Nossa argumentação inicial propõe uma revisão do processo de referenciação para a escrita do vestibular, a partir da ideia de que há um investimento cronotópico que organiza os objetos de discurso, construído especificamente entre o processo de referenciação e o processo de argumentação. Esse investimento cronotópico – marcado pela discrepância entre tempos/espaços que produzem o efeito de abertura entre o (já-)enunciado e a enunciação – caracteriza a autorreflexividade na escrita e é responsável pela caracterização dos processos de generalização (por mínima aderência ao enunciado) e particularização (por máxima aderência ao enunciado).

Retomando igualmente nossa consideração sobre o engajamento do leitor na escrita, remetemos à noção de autorreflexividade já apresentada. Na perspectiva que estamos defendendo, a autorreflexividade:

(1) possibilita ao escrevente a reflexão sobre a forma e os sentidos tidos como necessários para engajar o seu leitor, e;

(2) é acionável ao longo do processo de referenciação e de construção dos objetos de discurso de forma a marcar a presença do sujeito (e não de elidi-lo).

A pessoalidade está, portanto, diretamente relacionada à autorreflexividade. Isso se dá, pois a pessoalidade é a instância em que o escrevente, quando se vê diante da proposta de redação, entra no jogo de assumir ou recusar certas identidades associadas a essa prática; rejeita ou adere a certas posições que se refletem no seu modo

de lidar com os sentidos no texto; que configuram a pessoalidade, por meio da emergência das marcas de pessoa na superfície do texto.
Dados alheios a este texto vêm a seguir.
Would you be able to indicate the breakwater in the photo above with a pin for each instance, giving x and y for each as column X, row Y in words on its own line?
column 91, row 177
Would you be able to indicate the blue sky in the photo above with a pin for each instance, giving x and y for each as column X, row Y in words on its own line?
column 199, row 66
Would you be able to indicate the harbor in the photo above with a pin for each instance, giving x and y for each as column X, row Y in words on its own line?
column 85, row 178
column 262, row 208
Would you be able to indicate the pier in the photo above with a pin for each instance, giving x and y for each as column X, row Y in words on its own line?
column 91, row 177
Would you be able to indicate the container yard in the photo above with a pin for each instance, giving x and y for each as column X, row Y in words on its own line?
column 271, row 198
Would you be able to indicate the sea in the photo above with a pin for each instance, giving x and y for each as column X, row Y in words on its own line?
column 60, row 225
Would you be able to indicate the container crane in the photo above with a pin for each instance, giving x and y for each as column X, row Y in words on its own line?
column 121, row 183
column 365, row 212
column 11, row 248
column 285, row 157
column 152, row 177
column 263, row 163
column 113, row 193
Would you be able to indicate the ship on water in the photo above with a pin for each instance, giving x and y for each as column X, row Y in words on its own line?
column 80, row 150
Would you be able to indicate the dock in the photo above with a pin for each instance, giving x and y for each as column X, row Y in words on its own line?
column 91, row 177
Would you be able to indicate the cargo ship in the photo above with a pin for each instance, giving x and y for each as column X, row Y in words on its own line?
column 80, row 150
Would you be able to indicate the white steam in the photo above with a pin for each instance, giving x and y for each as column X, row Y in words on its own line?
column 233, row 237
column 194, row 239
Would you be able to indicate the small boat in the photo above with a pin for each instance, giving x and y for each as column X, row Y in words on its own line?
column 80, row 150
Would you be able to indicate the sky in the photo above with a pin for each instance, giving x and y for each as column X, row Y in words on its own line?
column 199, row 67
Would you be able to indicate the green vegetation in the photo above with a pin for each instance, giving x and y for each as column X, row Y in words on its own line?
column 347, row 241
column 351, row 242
Isso posto, considerando a perspectiva segundo a qual o sujeito é não- coincidente consigo mesmo, propomos que a pessoalidade seja considerada, formalmente, como um dos modos pelos quais a autorreflexividade se manifesta na redação de vestibular. Portanto, a pessoalidade ganha um estatuto de construção textual-discursiva submetido em relação ao exterior que lhe é constitutivo e manifesta esse exterior no processo de autorreflexividade. Portanto, essa manifestação da pessoalidade pela autorreflexividade dá à pessoalidade um caráter ativo, mas como um efeito das determinações que recebe do exterior. A manifestação da autorreflexividade é caracterizada pelas relações cronotópicas que, por sua vez, interferem no processo de referenciação e de argumentação. Em outras palavras, as relações cronotópicas no processo de referenciação e de argumentação são construções linguageiras que exprimem as determinações do exterior. Elas produzem o procedimento, também linguageiro, da autorreflexividade, o qual permite ler, no fim do caminho, a pessoa ou a pessoalidade com a especificidade das práticas letradas em que o escrevente se insere e a partir das quais constrói essas figuras textuais.